Ter zitting van de beroepscommissie van 9 april 2010, gehouden in de penitentiaire inrichtingen Amsterdam is namens de directie van de gevangenis Zoetermeer [...] gehoord. Klager heeft zich per 13 januari 2010 onttrokken aan zijn detentie. Klagers
raadsvrouw, mr Y. Karga, heeft telefonisch bericht niet ter zitting te zullen verschijnen.

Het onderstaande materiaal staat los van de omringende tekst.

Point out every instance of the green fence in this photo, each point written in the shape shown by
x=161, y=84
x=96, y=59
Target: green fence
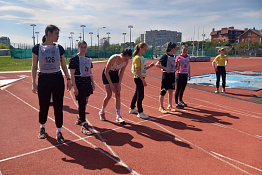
x=150, y=54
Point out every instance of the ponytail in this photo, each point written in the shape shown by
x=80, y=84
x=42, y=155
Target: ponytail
x=138, y=47
x=183, y=45
x=221, y=49
x=170, y=46
x=43, y=39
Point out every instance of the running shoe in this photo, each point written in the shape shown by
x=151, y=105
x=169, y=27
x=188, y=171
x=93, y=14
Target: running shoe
x=102, y=116
x=85, y=129
x=182, y=103
x=120, y=120
x=60, y=138
x=162, y=110
x=179, y=106
x=171, y=108
x=42, y=133
x=133, y=111
x=78, y=121
x=142, y=115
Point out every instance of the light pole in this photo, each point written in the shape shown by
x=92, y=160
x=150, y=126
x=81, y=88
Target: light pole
x=70, y=42
x=37, y=37
x=80, y=36
x=33, y=25
x=98, y=40
x=130, y=26
x=76, y=44
x=108, y=33
x=72, y=39
x=91, y=33
x=202, y=44
x=124, y=39
x=83, y=26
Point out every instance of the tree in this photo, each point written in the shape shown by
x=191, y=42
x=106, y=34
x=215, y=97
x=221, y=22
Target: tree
x=137, y=41
x=4, y=46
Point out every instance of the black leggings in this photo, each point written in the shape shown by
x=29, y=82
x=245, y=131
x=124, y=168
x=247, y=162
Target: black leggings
x=221, y=71
x=138, y=96
x=181, y=82
x=84, y=91
x=51, y=84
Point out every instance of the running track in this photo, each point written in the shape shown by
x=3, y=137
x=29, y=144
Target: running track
x=216, y=134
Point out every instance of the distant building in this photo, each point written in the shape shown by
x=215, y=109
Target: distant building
x=250, y=35
x=226, y=34
x=5, y=40
x=160, y=37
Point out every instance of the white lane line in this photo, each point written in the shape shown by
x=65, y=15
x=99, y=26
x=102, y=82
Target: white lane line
x=202, y=149
x=81, y=138
x=180, y=138
x=235, y=110
x=220, y=155
x=205, y=119
x=104, y=142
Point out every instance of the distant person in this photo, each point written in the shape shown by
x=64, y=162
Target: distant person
x=112, y=76
x=219, y=64
x=82, y=78
x=167, y=64
x=183, y=75
x=139, y=70
x=50, y=79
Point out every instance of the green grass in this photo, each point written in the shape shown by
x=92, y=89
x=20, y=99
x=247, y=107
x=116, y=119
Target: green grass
x=11, y=64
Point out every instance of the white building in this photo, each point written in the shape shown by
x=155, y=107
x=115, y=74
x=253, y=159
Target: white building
x=160, y=37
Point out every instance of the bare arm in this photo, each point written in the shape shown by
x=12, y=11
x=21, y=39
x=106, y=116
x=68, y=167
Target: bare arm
x=158, y=64
x=33, y=72
x=214, y=65
x=65, y=70
x=92, y=80
x=121, y=74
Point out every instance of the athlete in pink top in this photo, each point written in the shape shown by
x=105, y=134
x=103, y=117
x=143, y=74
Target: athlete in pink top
x=183, y=73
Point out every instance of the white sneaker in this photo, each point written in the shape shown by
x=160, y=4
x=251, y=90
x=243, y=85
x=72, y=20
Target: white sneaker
x=142, y=115
x=133, y=111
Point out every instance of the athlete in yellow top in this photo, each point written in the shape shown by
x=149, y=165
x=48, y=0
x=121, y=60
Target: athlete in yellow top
x=139, y=70
x=221, y=62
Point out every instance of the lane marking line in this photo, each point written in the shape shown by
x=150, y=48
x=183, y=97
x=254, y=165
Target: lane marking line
x=81, y=138
x=220, y=155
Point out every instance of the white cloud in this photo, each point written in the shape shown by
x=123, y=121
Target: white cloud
x=253, y=14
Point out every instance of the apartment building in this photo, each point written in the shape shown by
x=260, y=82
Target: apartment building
x=160, y=37
x=251, y=35
x=229, y=34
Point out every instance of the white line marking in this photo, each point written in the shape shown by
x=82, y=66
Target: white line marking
x=104, y=142
x=81, y=138
x=220, y=155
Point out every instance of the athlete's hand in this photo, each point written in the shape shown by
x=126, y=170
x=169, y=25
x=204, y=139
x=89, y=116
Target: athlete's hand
x=167, y=70
x=144, y=83
x=119, y=87
x=113, y=88
x=34, y=88
x=76, y=91
x=151, y=64
x=69, y=85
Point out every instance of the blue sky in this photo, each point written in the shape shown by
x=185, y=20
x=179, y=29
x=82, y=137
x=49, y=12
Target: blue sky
x=176, y=15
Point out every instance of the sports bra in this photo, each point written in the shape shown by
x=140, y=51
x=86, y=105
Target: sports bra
x=117, y=67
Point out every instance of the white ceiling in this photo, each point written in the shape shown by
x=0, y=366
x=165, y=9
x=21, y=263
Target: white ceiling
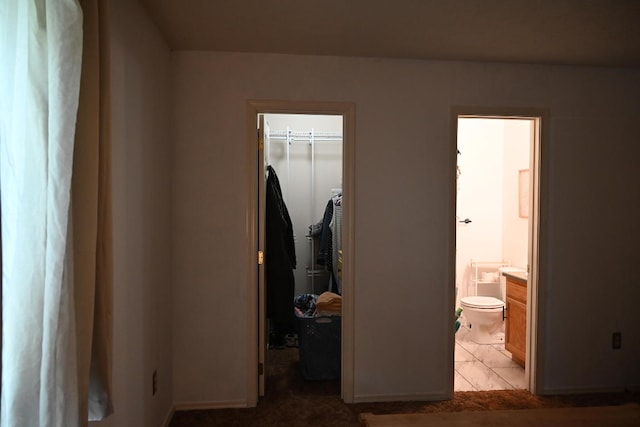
x=572, y=32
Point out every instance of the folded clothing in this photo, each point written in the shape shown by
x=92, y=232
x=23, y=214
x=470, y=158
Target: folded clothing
x=329, y=302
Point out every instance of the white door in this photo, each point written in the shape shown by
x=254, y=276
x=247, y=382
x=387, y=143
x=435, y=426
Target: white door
x=263, y=136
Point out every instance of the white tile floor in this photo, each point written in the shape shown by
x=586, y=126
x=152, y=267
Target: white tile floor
x=485, y=366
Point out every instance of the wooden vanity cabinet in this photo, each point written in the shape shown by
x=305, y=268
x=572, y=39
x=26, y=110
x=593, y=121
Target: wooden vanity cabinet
x=516, y=319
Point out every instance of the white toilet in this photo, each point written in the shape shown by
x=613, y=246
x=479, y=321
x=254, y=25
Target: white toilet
x=485, y=317
x=485, y=314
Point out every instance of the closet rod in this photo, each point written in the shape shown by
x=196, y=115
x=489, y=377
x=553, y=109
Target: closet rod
x=305, y=136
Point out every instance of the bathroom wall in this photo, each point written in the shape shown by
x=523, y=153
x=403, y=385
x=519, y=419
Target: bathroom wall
x=518, y=141
x=492, y=151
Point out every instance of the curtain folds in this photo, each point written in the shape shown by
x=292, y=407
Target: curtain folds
x=41, y=61
x=56, y=204
x=91, y=195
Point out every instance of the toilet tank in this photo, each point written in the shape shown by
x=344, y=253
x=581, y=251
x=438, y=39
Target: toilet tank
x=503, y=280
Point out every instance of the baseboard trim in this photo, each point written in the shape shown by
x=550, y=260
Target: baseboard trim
x=371, y=398
x=586, y=390
x=167, y=419
x=219, y=404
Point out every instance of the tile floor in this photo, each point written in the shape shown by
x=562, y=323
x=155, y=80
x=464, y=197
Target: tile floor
x=485, y=366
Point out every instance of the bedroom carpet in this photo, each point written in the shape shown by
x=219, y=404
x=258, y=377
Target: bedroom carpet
x=618, y=416
x=292, y=401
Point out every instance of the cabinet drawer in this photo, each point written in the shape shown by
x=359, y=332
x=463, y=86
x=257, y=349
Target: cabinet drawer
x=516, y=291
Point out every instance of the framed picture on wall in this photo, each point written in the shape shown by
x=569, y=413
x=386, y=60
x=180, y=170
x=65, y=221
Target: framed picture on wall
x=523, y=193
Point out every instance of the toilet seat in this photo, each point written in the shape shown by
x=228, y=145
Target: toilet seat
x=480, y=302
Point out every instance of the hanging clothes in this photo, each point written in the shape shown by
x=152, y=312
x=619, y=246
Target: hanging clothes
x=280, y=259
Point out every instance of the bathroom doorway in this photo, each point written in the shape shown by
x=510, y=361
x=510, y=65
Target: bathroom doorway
x=496, y=202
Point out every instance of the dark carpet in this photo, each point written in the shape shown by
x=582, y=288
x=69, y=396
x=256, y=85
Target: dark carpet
x=292, y=401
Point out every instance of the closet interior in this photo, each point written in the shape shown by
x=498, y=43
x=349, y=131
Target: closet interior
x=303, y=157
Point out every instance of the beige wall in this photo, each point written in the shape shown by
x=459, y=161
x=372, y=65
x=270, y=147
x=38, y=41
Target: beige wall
x=403, y=213
x=142, y=219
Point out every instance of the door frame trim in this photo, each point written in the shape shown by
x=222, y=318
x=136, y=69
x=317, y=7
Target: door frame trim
x=535, y=351
x=347, y=111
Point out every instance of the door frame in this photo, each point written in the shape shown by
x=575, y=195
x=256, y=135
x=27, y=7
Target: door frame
x=347, y=111
x=537, y=228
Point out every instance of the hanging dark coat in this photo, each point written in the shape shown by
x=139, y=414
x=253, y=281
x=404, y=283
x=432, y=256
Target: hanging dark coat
x=280, y=255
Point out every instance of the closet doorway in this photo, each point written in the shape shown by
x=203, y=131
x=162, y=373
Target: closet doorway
x=497, y=228
x=304, y=166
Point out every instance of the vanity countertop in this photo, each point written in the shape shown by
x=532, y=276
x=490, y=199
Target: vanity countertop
x=516, y=275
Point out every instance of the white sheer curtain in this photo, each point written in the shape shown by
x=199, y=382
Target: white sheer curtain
x=40, y=62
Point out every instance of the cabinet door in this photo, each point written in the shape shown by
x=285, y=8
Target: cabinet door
x=516, y=329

Op grond van haar onderzoek overweegt en beslist de beroepscommissie als volgt:
1. De inhoud van het beklag en de uitspraak van de beklagcommissie
Het beklag betreft:
a. het niet tijdig toelaten van klagers bezoek (beklagnummer G 502/1009);
b. het te laat aanvangen van het bezoek (G 503/1009);
c. een disciplinaire straf van drie dagen opsluiting op de eigen cel zonder TV (G 519/1109);
d. het niet mogen belijden van klagers geloofsovertuiging (G 521/1109);
e. het niet serieus nemen van het werk door het personeel (G 505/1009);
f. plaatsing op een meerpersoonscel (G 520/1109);
g. afwijzing verlofaanvragen (G 560/1109 + G 594/1209).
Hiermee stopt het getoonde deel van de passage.